The following concurrent developments in the spheres of music and mass murder might now be noted:

  • In 1942, with the “final solution” in its first stage of implementation – with the mass-shootings in Soviet territory by the Einzatsgruppen - auditions were held in Berlin, Hamburg and Munich to flesh out the new orchestra.
  • In the autumn of 1943, with six extermination camps operating in Poland, the new Bruckner Orchestra presented ten concerts in its first official season.
  • During the last year of the war when the German nation’s opera houses and orchestras were finally closed down, the Bruckner Orchestra in Linz, together with the Berlin Philharmonic continued working until two months before the end of the war.
    Specifically, while the death marches from German concentration camps were decimating the last survivors of the camps on forced marches into Germany, the Bruckner Orchestra was still broadcasting classical music concerts to the nation.

Czechoslovakia and Poland

The twin occupations of Czechoslovakia six months before the war, and of Poland at the outset of the war in September 1939, provide examples of how the German authorities imposed German culture on the existing musical organizations and traditions of the two countries. In Czechoslovakia, new German institutions were established, new German orchestras were founded and where a previous Czech orchestra was permitted to continue, as was the Czech Philharmonic Orchestra, the condition was the dismissal of all the Jewish musicians

In Poland, cultural policy was more extreme. Local orchestras were disbanded and although Polish musicians continued to make music in the new orchestras, the leaders of the new organizations were Germans brought in from the Fatherland. Hans Frank, the newly appointed Governor of Poland would preside not only over the establishment of ghettos for over three million Jews, but also saw himself as a conveyor of higher German culture to replace inferior Slavic efforts in this sphere. The Governor could thus proudly point to his achievements. In November 1940, he enclosed the 350,000 Jews of Warsaw behind the walls of the ghetto. In the same period the newly formed Philharmonie des Generalgouvernement began its first season with about thirty performances in the conquered territories.

Conclusion

This essay presents several examples of how antisemitism in the pre-Nazi era, and the antisemitic racist dogma of the Nazis themselves, derailed sectors of the musical achievements of a cultured Germany along the route to the ensuing barbarism of the Holocaust during the Second World War. Six million Jews were murdered and that loss is irretrievable. But the ‘musical lights’ extinguished for a while are shining again in the Germany of the twenty-first century.

Paul Celan, a Jewish survivor of the Holocaust who became for many the greatest post-war German-language poet, named one of his most famous poems, ‘Death Fugue’. The musical term fugue so connected to an earlier famous German, Johann Sebastian Bach through his “Art of the Fugue” was recast by Celan from the achievement of Bach to the death metered out in the Nazi era.

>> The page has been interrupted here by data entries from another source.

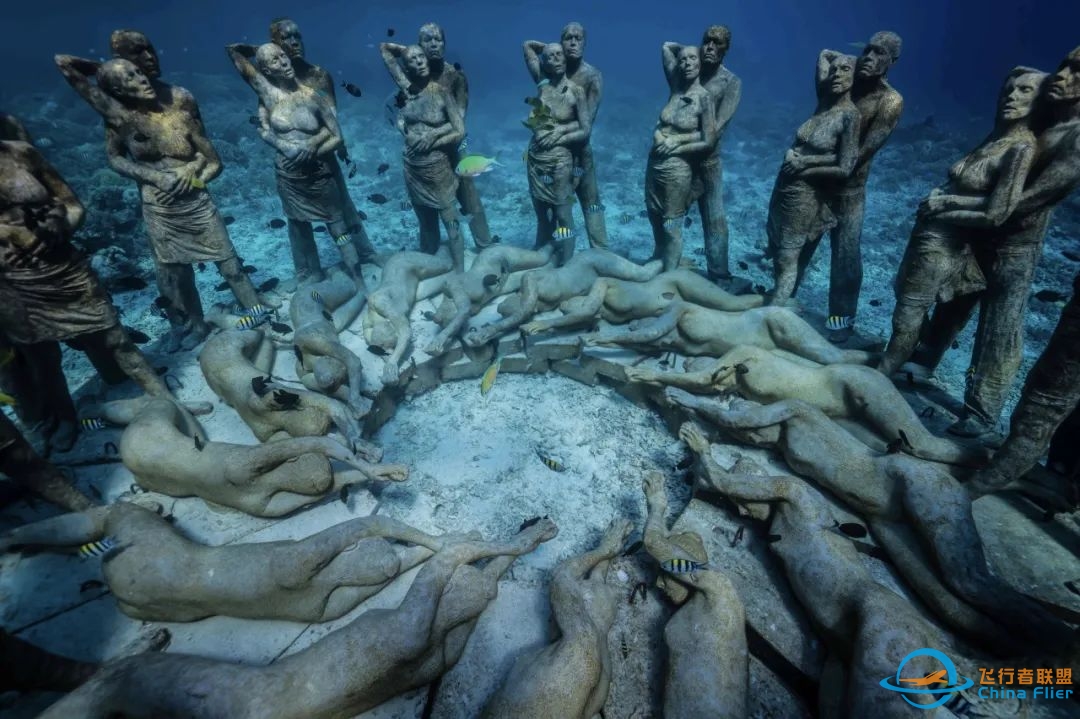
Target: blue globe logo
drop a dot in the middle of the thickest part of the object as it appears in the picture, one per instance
(946, 675)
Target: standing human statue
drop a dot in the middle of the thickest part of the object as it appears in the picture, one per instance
(154, 135)
(725, 87)
(824, 153)
(561, 121)
(682, 143)
(432, 126)
(432, 40)
(286, 34)
(300, 123)
(879, 107)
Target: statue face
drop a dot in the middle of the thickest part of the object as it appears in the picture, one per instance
(416, 64)
(287, 36)
(1065, 83)
(553, 60)
(841, 75)
(574, 41)
(1017, 96)
(432, 42)
(875, 60)
(689, 64)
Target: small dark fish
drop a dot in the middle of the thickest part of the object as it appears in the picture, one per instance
(91, 584)
(1050, 296)
(259, 385)
(286, 399)
(137, 337)
(129, 284)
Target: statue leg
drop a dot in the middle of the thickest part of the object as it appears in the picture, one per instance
(1051, 393)
(714, 222)
(589, 195)
(999, 337)
(301, 243)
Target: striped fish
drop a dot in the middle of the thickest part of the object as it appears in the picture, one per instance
(487, 381)
(680, 566)
(98, 548)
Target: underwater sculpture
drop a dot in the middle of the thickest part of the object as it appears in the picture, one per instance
(433, 126)
(169, 452)
(895, 494)
(319, 313)
(301, 125)
(49, 292)
(1014, 249)
(386, 316)
(725, 87)
(684, 139)
(840, 391)
(620, 301)
(953, 239)
(707, 662)
(29, 470)
(315, 579)
(859, 620)
(495, 271)
(432, 40)
(824, 152)
(386, 652)
(569, 679)
(696, 330)
(153, 135)
(237, 365)
(562, 121)
(1051, 392)
(285, 34)
(545, 288)
(879, 107)
(585, 76)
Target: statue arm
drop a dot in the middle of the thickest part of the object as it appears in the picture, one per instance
(996, 208)
(391, 52)
(532, 50)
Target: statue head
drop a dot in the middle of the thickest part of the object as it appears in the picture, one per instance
(715, 43)
(273, 63)
(134, 46)
(122, 80)
(574, 41)
(553, 60)
(878, 55)
(285, 34)
(841, 76)
(433, 41)
(415, 62)
(1065, 83)
(1020, 94)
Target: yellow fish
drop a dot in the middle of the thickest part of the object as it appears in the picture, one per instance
(488, 380)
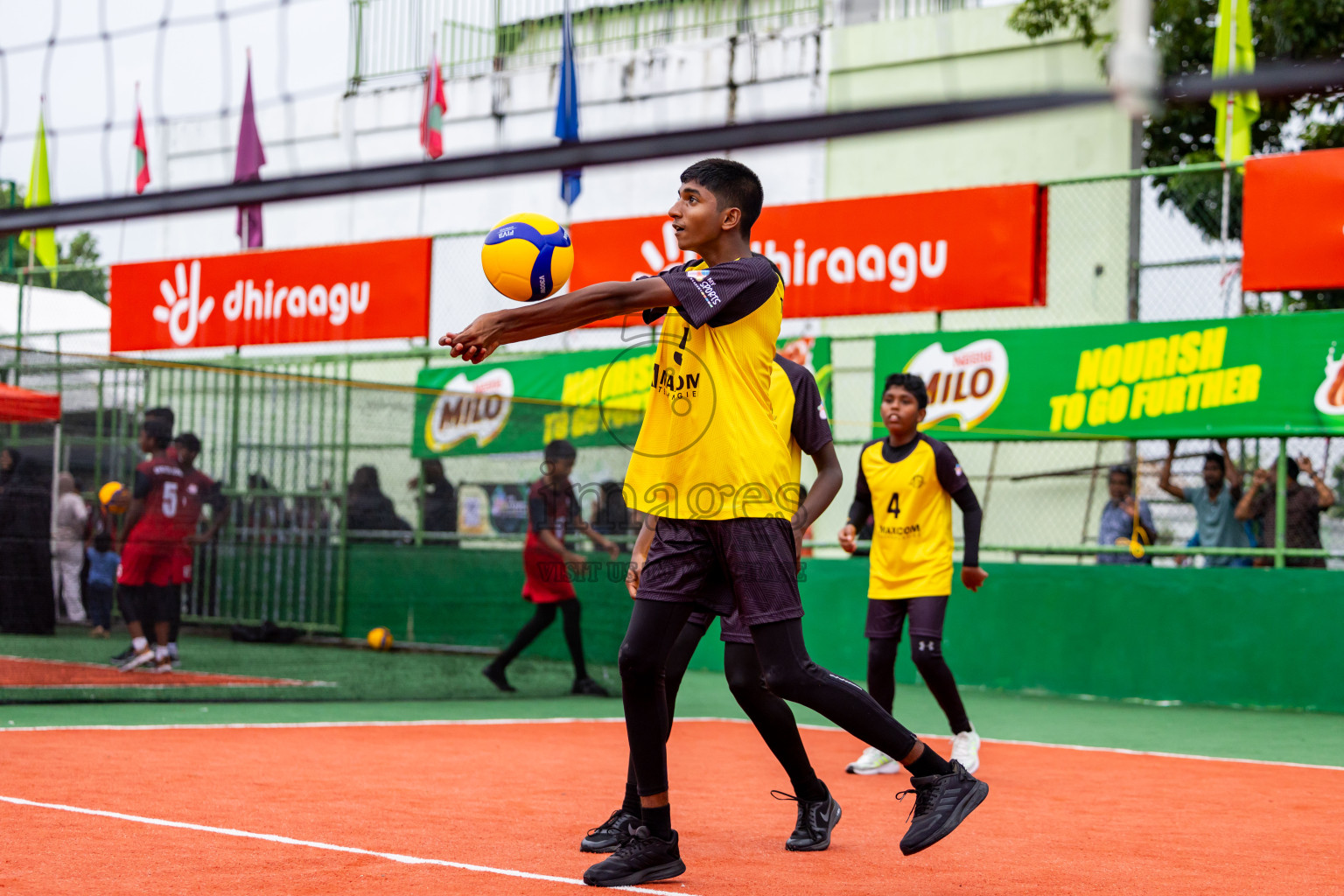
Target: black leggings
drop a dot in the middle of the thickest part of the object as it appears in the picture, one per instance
(787, 669)
(541, 620)
(769, 713)
(927, 653)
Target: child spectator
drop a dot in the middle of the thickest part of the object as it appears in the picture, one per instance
(102, 579)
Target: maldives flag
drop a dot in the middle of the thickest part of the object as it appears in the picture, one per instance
(142, 153)
(431, 112)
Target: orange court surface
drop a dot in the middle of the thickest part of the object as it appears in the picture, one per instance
(500, 806)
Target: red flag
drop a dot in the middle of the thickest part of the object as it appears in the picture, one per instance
(433, 110)
(142, 153)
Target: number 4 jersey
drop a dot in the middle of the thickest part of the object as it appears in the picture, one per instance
(909, 492)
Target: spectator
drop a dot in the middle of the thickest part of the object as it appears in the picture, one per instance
(1215, 504)
(72, 519)
(1117, 517)
(366, 506)
(27, 605)
(102, 580)
(1303, 511)
(440, 499)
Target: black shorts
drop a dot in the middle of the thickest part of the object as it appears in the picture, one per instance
(744, 564)
(150, 604)
(886, 618)
(730, 626)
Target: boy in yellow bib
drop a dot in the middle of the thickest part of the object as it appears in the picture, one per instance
(907, 482)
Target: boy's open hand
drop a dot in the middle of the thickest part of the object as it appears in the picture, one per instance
(973, 578)
(478, 341)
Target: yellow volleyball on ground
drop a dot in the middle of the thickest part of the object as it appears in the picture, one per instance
(527, 256)
(113, 497)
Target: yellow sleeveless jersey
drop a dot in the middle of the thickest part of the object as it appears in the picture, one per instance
(910, 492)
(709, 448)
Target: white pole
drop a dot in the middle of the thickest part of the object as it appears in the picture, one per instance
(1228, 103)
(55, 502)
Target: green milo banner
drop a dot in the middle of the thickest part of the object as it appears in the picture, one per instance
(589, 398)
(1264, 375)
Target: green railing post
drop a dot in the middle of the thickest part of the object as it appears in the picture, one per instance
(1281, 502)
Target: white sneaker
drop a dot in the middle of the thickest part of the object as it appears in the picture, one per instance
(137, 660)
(874, 762)
(965, 748)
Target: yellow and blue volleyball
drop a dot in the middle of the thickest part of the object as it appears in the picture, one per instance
(113, 497)
(527, 256)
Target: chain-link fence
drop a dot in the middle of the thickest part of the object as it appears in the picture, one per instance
(315, 452)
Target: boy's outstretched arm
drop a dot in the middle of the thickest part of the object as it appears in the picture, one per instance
(556, 315)
(972, 517)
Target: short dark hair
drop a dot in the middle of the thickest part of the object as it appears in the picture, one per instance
(912, 383)
(732, 185)
(158, 430)
(559, 451)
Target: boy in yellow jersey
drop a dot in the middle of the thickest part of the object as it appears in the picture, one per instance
(802, 419)
(907, 482)
(710, 464)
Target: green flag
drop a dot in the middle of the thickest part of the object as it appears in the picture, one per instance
(1234, 25)
(42, 243)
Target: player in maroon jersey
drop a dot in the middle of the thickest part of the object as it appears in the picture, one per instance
(198, 492)
(148, 547)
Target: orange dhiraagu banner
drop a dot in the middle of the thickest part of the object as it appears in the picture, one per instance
(1293, 222)
(363, 290)
(950, 250)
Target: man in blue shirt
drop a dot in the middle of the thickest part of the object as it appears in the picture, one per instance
(1117, 517)
(1215, 504)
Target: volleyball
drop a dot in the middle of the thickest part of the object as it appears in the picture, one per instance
(527, 256)
(113, 497)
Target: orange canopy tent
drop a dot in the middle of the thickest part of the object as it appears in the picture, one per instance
(27, 406)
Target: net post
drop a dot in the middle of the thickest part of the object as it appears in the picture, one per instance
(1281, 502)
(343, 544)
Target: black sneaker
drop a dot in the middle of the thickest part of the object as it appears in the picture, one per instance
(941, 803)
(498, 679)
(612, 833)
(816, 821)
(589, 688)
(639, 860)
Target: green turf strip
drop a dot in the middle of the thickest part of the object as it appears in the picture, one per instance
(410, 687)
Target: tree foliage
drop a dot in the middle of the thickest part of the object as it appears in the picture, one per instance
(1286, 32)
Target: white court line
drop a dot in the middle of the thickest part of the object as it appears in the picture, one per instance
(414, 723)
(335, 848)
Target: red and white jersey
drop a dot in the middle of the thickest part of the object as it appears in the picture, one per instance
(198, 491)
(159, 482)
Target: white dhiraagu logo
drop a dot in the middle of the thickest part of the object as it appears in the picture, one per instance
(1329, 394)
(967, 383)
(468, 409)
(900, 265)
(183, 309)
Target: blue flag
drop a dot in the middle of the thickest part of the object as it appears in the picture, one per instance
(567, 110)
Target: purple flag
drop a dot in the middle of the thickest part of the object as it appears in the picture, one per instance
(250, 158)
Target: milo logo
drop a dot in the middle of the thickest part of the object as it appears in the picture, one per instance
(469, 407)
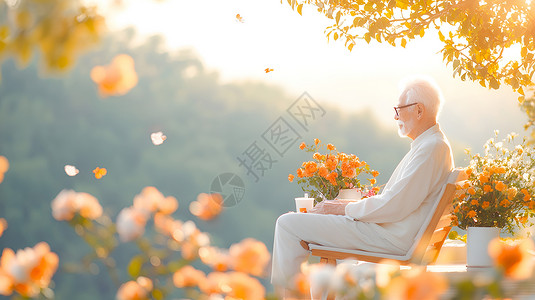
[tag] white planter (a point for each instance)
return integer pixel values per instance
(349, 194)
(477, 245)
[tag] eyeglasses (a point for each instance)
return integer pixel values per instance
(397, 108)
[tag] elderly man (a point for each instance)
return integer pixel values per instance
(387, 222)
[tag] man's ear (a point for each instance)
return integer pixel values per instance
(420, 111)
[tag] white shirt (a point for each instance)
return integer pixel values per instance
(416, 183)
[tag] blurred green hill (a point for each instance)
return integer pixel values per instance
(47, 122)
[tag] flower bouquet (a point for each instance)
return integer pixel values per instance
(325, 175)
(499, 190)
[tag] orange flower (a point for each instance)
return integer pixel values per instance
(499, 170)
(514, 260)
(323, 171)
(511, 193)
(500, 186)
(291, 178)
(188, 276)
(4, 166)
(331, 162)
(241, 286)
(167, 225)
(310, 168)
(484, 178)
(88, 206)
(207, 206)
(218, 259)
(3, 226)
(116, 79)
(100, 172)
(151, 200)
(135, 290)
(213, 283)
(505, 203)
(27, 271)
(416, 284)
(527, 196)
(343, 157)
(250, 256)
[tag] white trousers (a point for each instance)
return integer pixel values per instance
(327, 230)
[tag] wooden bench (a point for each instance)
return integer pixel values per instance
(428, 241)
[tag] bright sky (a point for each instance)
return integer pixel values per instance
(274, 36)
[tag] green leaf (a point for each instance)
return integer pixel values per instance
(456, 63)
(441, 36)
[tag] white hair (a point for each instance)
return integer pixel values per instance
(423, 90)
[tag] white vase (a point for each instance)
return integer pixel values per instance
(477, 246)
(349, 194)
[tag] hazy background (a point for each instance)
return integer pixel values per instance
(202, 82)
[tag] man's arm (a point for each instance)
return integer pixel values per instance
(405, 195)
(330, 207)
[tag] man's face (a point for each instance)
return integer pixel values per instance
(405, 117)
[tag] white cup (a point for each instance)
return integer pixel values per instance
(304, 204)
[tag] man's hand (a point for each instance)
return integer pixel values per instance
(330, 207)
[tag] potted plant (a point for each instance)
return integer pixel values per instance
(326, 175)
(498, 195)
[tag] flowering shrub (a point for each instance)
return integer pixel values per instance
(165, 256)
(326, 174)
(387, 280)
(499, 190)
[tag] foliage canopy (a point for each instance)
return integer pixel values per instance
(490, 41)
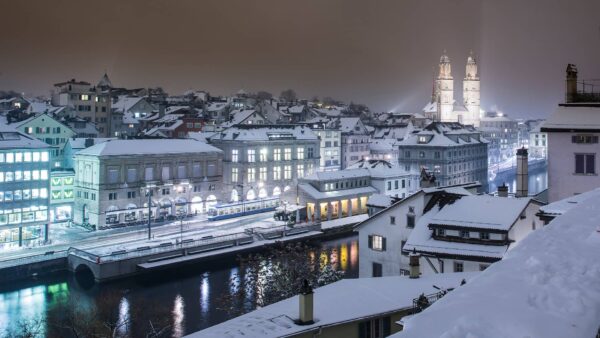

“he shouts play the violins darker you’ll rise as smoke in the air”

This line from the poem refers to music played by Jewish musicians in concentration camps for work details on their way to slave labor and for public hangings in the camps. This ultimate degradation of music making by the Nazis was one of the lowest points in the descent of culture to murder.

To paraphrase Schopenauer’s saying used in the introduction, the twenty-first century will hopefully play a more melodic music for its world text than did its predecessor.

Suggested Bibliography
Gay, Peter. Freud, Jews, and Other Germans. New York: Oxford University Press, 1978. 
Levi, Erik. Music in the Third Reich. New York: St. Martins Press, 1994.